Photographs maybe t

Photographs maybe t

reality2k4

Registrant
I don't have so many photographs of me, but I remember my sister taking all the photographs, and leaving me with nothing to remember.

I don't know why she did it, but I got a shock, when I asked her to return a photo, which was the only real one where the family where together as one.

The eerie thing is, that she had cut me out of the photo, and returned it to me, just like she thought I did't exist, but this is it.

It is like my life never really did exist, maybe it is just a dream? I sometimes wish it was just a dream. I so much wish I could explain to her the hurt, but she hurt me so much by cutting me ou t of the photograph.

maybe it was because, I really wanted this photo of how life should have been, but she took my memories away, it was of a time when the family eas together, and it is as if she blames me for the breakdown of the family.

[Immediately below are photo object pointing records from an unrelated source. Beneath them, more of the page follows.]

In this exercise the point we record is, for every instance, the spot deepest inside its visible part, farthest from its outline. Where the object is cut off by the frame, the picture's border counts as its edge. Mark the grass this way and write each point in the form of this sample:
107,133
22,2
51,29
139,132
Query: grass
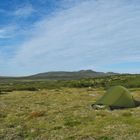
65,114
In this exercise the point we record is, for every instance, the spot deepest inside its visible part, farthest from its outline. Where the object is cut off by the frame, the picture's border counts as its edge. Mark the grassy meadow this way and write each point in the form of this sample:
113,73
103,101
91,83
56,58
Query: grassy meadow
61,110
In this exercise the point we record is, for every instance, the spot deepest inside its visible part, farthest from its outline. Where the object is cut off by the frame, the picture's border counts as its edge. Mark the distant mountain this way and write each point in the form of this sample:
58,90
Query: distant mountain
64,75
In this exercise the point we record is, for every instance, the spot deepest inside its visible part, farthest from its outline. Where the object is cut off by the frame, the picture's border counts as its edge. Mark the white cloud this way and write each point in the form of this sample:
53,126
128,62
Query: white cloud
8,31
88,35
24,11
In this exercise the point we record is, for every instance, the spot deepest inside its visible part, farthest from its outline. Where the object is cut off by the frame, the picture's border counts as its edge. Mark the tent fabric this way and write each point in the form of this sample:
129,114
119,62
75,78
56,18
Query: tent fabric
117,96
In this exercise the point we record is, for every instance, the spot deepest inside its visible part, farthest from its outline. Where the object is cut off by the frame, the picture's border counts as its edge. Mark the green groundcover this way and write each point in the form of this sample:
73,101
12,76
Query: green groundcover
117,96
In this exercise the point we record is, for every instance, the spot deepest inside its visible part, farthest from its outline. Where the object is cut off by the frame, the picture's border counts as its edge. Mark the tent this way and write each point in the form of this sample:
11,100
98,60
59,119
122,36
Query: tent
117,97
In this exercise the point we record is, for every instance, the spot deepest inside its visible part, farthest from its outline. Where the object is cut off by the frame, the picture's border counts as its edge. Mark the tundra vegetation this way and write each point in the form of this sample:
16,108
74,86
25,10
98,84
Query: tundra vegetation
61,109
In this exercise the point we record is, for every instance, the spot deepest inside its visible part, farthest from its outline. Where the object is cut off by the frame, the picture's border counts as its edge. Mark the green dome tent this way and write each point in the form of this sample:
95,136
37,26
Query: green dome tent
117,97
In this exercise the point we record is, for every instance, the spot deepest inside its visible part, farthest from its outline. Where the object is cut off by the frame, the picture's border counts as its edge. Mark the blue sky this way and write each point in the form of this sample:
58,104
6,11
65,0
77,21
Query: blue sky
69,35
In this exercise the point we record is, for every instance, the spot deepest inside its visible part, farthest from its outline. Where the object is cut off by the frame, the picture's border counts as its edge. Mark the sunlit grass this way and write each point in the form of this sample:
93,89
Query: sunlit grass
64,114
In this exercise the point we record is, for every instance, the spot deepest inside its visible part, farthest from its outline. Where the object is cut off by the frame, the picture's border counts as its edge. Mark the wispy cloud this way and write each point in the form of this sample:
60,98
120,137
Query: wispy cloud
8,31
24,11
90,34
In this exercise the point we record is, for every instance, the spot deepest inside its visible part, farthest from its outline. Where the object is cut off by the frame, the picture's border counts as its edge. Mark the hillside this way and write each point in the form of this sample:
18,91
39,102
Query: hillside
64,75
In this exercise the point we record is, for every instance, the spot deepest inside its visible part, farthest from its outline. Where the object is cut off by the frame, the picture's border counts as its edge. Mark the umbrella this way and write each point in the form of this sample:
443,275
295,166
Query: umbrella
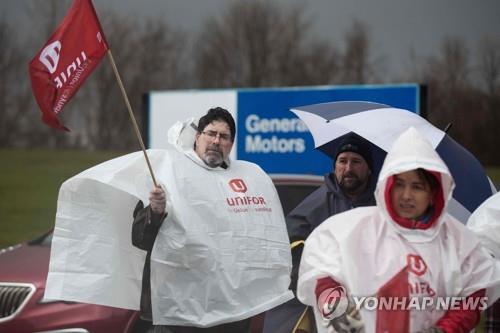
381,125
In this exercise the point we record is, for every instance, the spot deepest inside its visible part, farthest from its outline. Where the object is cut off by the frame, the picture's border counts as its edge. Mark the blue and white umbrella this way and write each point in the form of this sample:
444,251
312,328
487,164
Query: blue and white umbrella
381,125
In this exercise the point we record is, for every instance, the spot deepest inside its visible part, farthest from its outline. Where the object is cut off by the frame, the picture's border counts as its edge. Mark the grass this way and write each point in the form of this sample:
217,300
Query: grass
29,185
30,181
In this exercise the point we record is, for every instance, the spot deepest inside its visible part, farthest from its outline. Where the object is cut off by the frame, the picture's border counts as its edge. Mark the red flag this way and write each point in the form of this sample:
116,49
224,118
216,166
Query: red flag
66,60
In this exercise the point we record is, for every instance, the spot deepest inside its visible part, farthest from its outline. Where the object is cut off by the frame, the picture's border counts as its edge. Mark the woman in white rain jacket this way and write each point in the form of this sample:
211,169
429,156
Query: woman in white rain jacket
398,263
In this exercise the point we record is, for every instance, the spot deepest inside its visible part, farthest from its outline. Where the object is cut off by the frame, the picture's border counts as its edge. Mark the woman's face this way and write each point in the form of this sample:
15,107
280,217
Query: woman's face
411,195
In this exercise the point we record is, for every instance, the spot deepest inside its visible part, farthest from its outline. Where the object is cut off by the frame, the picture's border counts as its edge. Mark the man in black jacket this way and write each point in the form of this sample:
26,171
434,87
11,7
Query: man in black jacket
350,185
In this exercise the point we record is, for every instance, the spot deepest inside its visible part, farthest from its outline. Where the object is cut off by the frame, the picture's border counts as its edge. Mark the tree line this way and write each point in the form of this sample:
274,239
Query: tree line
249,44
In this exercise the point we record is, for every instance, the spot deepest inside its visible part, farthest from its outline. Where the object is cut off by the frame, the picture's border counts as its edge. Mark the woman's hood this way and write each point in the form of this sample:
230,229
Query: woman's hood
412,151
182,136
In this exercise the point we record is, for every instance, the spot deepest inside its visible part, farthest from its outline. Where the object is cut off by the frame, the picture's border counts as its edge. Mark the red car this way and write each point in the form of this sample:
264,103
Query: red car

It just says to me how family cna be in so; m;uch denial as to do these things, and not see the hurt, but why? She still treats me as a child, she doesn't even realise the hurt.

To do that though, was teh most hurtful thing I can remember

M aybe it's all my fault?

dont know

ste
 
Ste
I just can't imagine how you feel about this, it seems such a deliberate attempt to drag you down further.

Maybe you have some other relatives that might have old pictures stuffed in old shoe boxes?

Dave
 
Ste, that is something that ranks in my top ten of cruelist things ever done to a person. It is clear that she has a problem. So I do not think it good for you to begin to think any of this is your fault.

You have been harmed enough--you might, just might want to copy the parts of our web site like What is SA and the Ten Myths and mail them to her. She may be ignorant of the amount of men harmed as boys and the depth of the harm done. But then, having cut that picture, I am not sure she could understand any of it.

I'm sorry this happened and your hurt comes through. We are a good group to share those hurts with--you are a part of a special group of men who are determined to help each other, and equallly determined to stop this damnable violation of boys.

Bob
 
Ste,

I am so sorry that she did that to you - it proves that she is a very disfunctional person

Know that you are not to blame - children do not tear families apart - that is a choice that grownups make - it is NEVER the childs fault - that your sister blames you is her problem (not yours) - you cannot change her - I would not even waste my effort trying - just know that YOU are NOT to blame for what happened in the family - take care of YOU and let her go her own way...

I am in great hopes that somehow, in some way, that another picture of the family will come to you somehow through another relative...

TJ jeff
 
It never ceases to amaze me that some people treat their own flesh and blood in ways they would never treat a stranger, or a dog.

It is often the case that the violations get worse as these people get older. They're bullies, they hold grudges for decades, and they twist the facts to suit their own egos.

I'd avoid this person if I could. If you have to deal with her, then let her know what you think of this. Demand an explanation.

The worst thing to do is to let anything go by. Tell her off, tell her to go to hell, tell her she sucks.

If you let it go by, she will think of you as a doormat, or less.

If you let it go by, she will eventually believe it never happened, or it didn't matter, or it's just "OLD NEWS", and "Why the hell didn't YOU say something when it happened?"

Oh, and she treats you like a child because emotionally she is a child, and probably has no idea how adults behave.
 
I think you have gotten some very good insight and advice here. I would agree, that she herself is very childish. I would add, perhaps you need to limit your communication with her more? She causes you pain, and you do not deserve more of that. I think part of self protection is purposely avoiding people who cause us pain. Try to protect yourself, and realize that her actions are about HER, not you. She is, I think, an immature idiot.